Ot maybe he's just a lazy bastard and should give the tractor back.
Tractors have drive shafts, lawn mowers are belt driven. There is a difference.
I nearly died once, but didn't. I suppose I simply have no talent for it. My uncle just died last week, but he took a long time getting around to it. I suppose he had other things he got up to, but what they were, I don't know. I suppose, like me, he just wasn't particularly inclined that way. So leave it to those looking for a good closing for their memoirs and the enthusiasts.
"I identified with the feeling of being "beset... by obsessively remembered thudding guilts and scalding shames" . . . "I do think there's a great range in how minutely people examine and reexamine their failings and imagined failings."
Interesting. I got that vibe long ago in your tale about the mean principal who did not respect your autonomy as expressed by a mini skirt worn to school. Your defense mechanism kicked in strongly as you told it, but we Freudians detected the suppression of scalding shame and imagined failing in your retrospective treatment of him and the norms he represented.
If he didn't want to write a memoir, why did he apply for a grant to write a memoir? Did he give back the money? (Silly question, I know. Of course he didn't.)
This is quite a long essay — about death — but there's a highly enjoyable breeziness about it.
Breeziness and cancer in the same paragraph. The Althouse cruel neutrality trope has taken a turn toward the macabre.
It fits with the Mel Brooks theory of humor, at least.
Range there may be, but is it 'great'? Cheap joke, but still. And do you mean 'great range' in a single person, or among and between people, or both?

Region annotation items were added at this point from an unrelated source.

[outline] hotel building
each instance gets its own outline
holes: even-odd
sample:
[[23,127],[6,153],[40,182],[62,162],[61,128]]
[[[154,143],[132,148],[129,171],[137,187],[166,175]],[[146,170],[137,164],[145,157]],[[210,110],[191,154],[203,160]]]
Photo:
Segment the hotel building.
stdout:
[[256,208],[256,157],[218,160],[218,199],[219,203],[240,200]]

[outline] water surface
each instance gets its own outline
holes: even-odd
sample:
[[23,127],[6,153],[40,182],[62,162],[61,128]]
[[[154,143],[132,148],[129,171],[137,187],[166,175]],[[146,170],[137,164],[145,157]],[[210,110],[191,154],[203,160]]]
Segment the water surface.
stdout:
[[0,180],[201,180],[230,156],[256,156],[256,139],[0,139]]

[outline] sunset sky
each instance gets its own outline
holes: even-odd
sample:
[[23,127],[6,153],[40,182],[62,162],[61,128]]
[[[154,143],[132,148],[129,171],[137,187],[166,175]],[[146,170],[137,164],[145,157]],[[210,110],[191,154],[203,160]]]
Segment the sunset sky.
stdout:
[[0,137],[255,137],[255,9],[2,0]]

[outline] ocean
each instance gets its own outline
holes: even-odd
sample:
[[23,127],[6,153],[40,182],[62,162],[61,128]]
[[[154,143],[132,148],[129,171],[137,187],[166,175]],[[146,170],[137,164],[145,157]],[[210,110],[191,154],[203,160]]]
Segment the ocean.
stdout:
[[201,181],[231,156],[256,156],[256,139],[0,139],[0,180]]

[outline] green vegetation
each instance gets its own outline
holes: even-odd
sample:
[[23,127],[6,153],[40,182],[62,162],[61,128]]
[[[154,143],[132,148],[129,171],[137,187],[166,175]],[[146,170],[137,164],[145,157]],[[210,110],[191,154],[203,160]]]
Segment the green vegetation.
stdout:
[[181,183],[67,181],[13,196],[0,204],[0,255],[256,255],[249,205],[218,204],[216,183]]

I do think thudding guilts and scalding shames is a lovely phrase for things we all feel--at least I know I do!
I never got paid to write (per se), I just had to.
Narr
I was a teenage belt-driven lawnmower
As Susan Sontag once said: "Liberals often vote Democratic" - words to live by.
As Leo Tolstoy once said; "Don't let the dog in when it has mud on its feet".
Wow, what an essay!
It must be difficult to reconcile a squandered life.
Nice essay. Too bad he's a Sontag fan. As for dying at 77, its not unexpected. Y'know what I'm saying.
Better to just drop dead of a heart attack. Drawn out death is the worst.